The two variables of interest are status
and sex
. We are considering them as categorical variables, but they are recorded numerically in the data frame. We convert them to proper factor variables and put them in their own data frame using the help file to identify the levels and labels we need.
There is a minor hitch with status
. The help file shows three categories: 1. died from melanoma, 2. alive, 3. dead from other causes. For two-proportion inference, it would be better to have two categories only, a success category and a failure category. Since our research question asks about deaths due to melanoma, the “success” condition is the one numbered 1 in the help file, “died from melanoma”. That means we need to combine the other two categories into a single failure category. Perhaps we should call it “other”. You can accomplish this by simply repeating the “other” label more than once in the factor
command:
Melanoma <- Melanoma %>%
mutate(sex_fct = factor(sex,
levels = c(0, 1),
labels = c("female", "male")),
status_fct = factor(status,
levels = c(1, 2, 3),
labels = c("died from melanoma", "other", "other")))
glimpse(Melanoma)
## Rows: 205
## Columns: 9
## $ time <int> 10, 30, 35, 99, 185, 204, 210, 232, 232, 279, 295, 355, 386…
## $ status <int> 3, 3, 2, 3, 1, 1, 1, 3, 1, 1, 1, 3, 1, 1, 1, 3, 1, 1, 1, 1,…
## $ sex <int> 1, 1, 1, 0, 1, 1, 1, 0, 1, 0, 0, 0, 0, 1, 0, 1, 1, 1, 1, 1,…
## $ age <int> 76, 56, 41, 71, 52, 28, 77, 60, 49, 68, 53, 64, 68, 63, 14,…
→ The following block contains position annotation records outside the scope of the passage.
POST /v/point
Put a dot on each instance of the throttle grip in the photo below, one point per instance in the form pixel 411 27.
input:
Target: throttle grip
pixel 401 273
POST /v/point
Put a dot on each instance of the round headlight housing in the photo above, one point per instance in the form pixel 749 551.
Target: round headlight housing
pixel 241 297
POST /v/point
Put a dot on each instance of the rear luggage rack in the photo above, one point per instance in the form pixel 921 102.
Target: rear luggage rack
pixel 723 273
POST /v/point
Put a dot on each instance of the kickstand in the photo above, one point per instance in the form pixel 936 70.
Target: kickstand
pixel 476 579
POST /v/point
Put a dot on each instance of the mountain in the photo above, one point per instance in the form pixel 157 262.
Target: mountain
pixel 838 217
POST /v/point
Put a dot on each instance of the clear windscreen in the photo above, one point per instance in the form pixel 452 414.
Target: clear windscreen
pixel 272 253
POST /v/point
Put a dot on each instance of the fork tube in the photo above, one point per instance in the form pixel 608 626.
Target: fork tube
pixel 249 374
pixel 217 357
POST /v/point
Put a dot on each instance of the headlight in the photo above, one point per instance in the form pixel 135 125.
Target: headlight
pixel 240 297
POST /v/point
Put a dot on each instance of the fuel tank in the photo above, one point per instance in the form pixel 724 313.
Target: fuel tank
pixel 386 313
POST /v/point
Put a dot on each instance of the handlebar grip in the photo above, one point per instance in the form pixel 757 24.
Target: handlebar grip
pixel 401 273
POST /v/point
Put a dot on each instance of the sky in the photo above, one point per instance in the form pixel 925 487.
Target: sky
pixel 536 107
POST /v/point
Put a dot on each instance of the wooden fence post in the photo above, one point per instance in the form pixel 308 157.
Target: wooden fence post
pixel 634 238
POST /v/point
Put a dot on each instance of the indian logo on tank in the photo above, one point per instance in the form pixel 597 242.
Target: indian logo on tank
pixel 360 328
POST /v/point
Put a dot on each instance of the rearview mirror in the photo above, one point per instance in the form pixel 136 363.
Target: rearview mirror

## $ year <int> 1972, 1968, 1977, 1968, 1965, 1971, 1972, 1974, 1968, 1971,…
## $ thickness <dbl> 6.76, 0.65, 1.34, 2.90, 12.08, 4.84, 5.16, 3.22, 12.88, 7.4…
## $ ulcer <int> 1, 0, 0, 0, 1, 1, 1, 1, 1, 1, 1, 1, 1, 1, 1, 1, 1, 1, 1, 1,…
## $ sex_fct <fct> male, male, male, female, male, male, male, female, male, f…
## $ status_fct <fct> other, other, other, other, died from melanoma, died from m…
16.6.3 Make tables or plots to explore the data visually.
As these are two categorical variables, we should look at contingency tables (both counts and percentages). The variable status
is the response and sex
is the predictor.
## status_fct female male
## died from melanoma 28 29
## other 98 50
## Total 126 79
tabyl(Melanoma, status_fct, sex_fct) %>%
adorn_totals() %>%
adorn_percentages("col") %>%
adorn_pct_formatting()
## status_fct female male
## died from melanoma 22.2% 36.7%
## other 77.8% 63.3%
## Total 100.0% 100.0%
Commentary: You can see why column percentages are necessary in a contingency table. There are 28 females and 29 males who died from melanoma, almost a tie. However, there are more females (126) than there are males (79) who have melanoma in this data set. So the proportion of males who died from melanoma is quite a bit larger.
16.7 Hypotheses
16.7.1 Identify the sample (or samples) and a reasonable population (or populations) of interest.
There are two samples: 126 female patients and 79 male patients in Denmark with malignant melanoma. In order for these samples to be representative of their respective populations, we should probably restrict our conclusions to the population of all females and males in Denmark with malignant melanoma, although we might be able to make the case that these females and males could be representative of people in other countries who have malignant melanoma.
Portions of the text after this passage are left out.